Leo is the founder and CEO of Graphistry and has spent the last decade advancing GPU, graph, and AI technologies for cyber investigations. He holds a PhD in Computer Science from UC Berkeley and pioneered GPU-accelerated visual analytics, helping launch Apache Arrow, NVIDIA RAPIDS, and the GFQL graph dataframe language. He led the first agentic AI speed-runs of Splunk Boss of the SOC (BOTS), where AI auto-solved the majority of challenges faster than human teams. Earlier research includes the first parallel browser at Berkeley, the first functional reactive web framework (Flapjax) at Brown, and Project Domino for citizen data science to track COVID misinformation. He has received multiple best paper awards including the SIGPLAN 10-Year Test of Time award. He regularly works with enterprises, financial institutions, law firms, and technology companies on data-intensive investigations across cybersecurity, fraud, and intelligence.

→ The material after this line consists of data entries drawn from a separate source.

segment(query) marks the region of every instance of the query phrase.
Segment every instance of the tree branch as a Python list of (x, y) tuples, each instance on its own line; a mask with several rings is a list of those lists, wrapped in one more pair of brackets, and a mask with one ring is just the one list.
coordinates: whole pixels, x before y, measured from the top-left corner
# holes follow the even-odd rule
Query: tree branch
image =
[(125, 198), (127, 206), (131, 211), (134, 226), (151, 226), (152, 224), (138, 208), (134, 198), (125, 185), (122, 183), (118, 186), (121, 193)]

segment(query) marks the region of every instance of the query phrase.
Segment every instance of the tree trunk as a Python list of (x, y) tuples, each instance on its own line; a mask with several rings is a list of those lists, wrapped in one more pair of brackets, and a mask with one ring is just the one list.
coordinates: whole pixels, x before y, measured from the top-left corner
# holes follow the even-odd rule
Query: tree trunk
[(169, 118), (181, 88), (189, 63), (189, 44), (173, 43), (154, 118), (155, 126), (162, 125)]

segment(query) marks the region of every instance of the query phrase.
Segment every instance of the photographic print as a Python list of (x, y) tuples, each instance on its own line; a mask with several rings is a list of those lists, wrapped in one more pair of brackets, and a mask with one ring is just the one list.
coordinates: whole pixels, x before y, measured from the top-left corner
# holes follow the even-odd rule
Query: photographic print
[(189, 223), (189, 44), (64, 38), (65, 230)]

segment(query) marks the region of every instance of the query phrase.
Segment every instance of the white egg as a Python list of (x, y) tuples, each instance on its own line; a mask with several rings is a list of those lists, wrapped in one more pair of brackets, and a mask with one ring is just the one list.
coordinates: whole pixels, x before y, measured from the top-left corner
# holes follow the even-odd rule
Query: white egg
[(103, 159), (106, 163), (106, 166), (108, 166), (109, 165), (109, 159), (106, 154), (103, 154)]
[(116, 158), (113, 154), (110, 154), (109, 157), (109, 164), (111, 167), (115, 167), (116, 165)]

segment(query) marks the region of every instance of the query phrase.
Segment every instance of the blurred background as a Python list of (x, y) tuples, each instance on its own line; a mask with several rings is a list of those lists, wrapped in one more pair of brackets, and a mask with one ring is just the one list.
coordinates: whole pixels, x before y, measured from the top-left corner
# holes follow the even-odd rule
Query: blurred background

Police officer turned computer forensic investigator, turned analyst/developer. Sindre started his career as a street cop that quickly switched to computer forensics/mobile forensics with key focus on online child abuse.
From 2018 he worked at the Norwegian "National Criminal Investigation Service", more commonly known as Kripos.
At Kripos he worked with analyzing data that the commercial forensic toolkits did not parse/present, most actively in the investigations of the ransomware attack against Norsk Hydro in 2019. Currently working as a Solutions architect at Graphistry.